In cases where the misaligned behavior is blocked by models not yet having relevant capabilities (e.g. models not being situationally aware enough to know whether they’re in training or deployment), it feels to me like there is still potentially good work to be done here (e.g. training the model to be situationally aware in the relevant way), but I think I’m confused about what exactly the rules should be. (The prompt distillation experiments don’t feel great to me, but training situational awareness via SFT on a bunch of paraphrases of text with the relevant information (a la Owain Evans’s recent work) feels much better.)
Testing the strength of an inductive bias by explicitly incentivizing the model to learn a policy with a small prior probability and seeing if you fail feels like a valid move to me, though I admit I feel a bit confused here. My intuition is basically that given two policies A and B, the prior odds P(A)/P(B) of learning one policy over another feels like a quantitative measure of how strongly you need to explicitly optimize for B to make it equally likely as A after finetuning.
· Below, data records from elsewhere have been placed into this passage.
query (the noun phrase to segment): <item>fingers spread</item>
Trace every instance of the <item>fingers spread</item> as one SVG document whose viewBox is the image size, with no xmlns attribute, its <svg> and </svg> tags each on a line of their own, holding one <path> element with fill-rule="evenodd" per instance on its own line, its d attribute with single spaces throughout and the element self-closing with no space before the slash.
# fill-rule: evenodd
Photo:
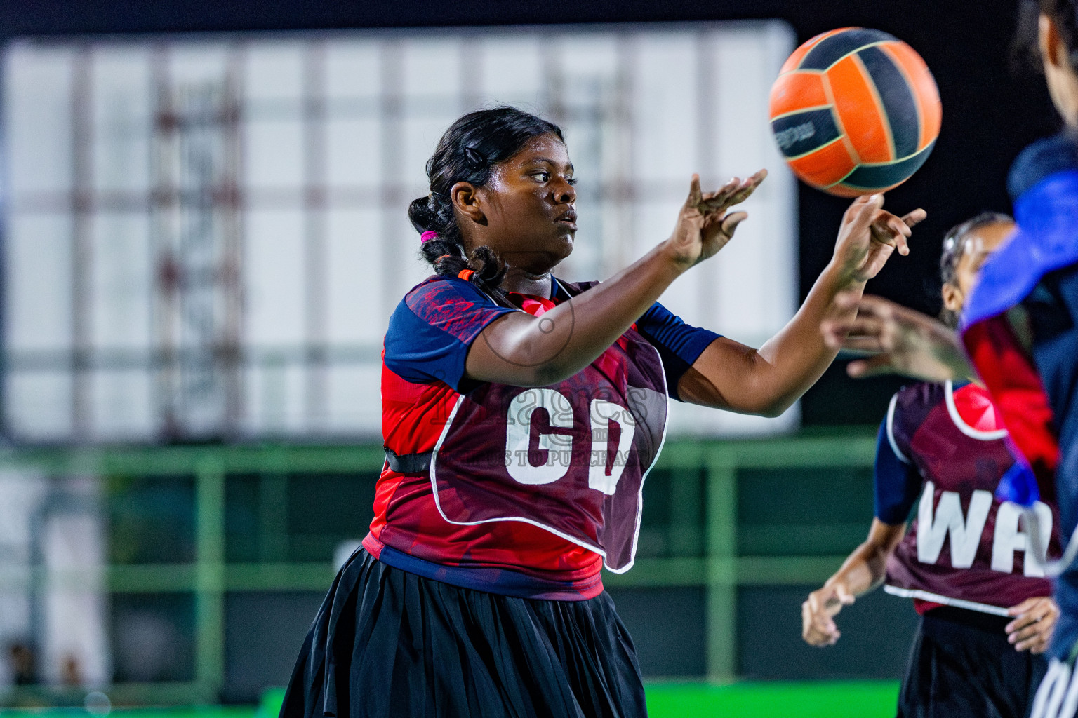
<svg viewBox="0 0 1078 718">
<path fill-rule="evenodd" d="M 881 374 L 895 374 L 901 367 L 895 364 L 890 354 L 880 354 L 867 360 L 857 360 L 846 365 L 846 374 L 852 379 L 865 379 Z"/>
</svg>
(I think I might have heard of the idea in the second bullet point of my first comment via Buck → [someone else] → me; hope I didn’t imply it was original!)
I agree with most of what you say here, and I agree that the definition of sycophancy is a bit vague.
I think I agree that if the dumb models always tried to kill us, I’d be more afraid about future models (though the evidence isn’t very strong because of the gap between dumb and smarter model, and because for smarter models I don’t except the open web text prior talking a lot about AI take over to be as important as for dumber ones). But in the experiments described in this post (not your comment) there is a ton of spoonfeeding, and I care about the model “will” when there is no spoonfeeding. Experiments at spoonfeeding > 0 aren’t very informative.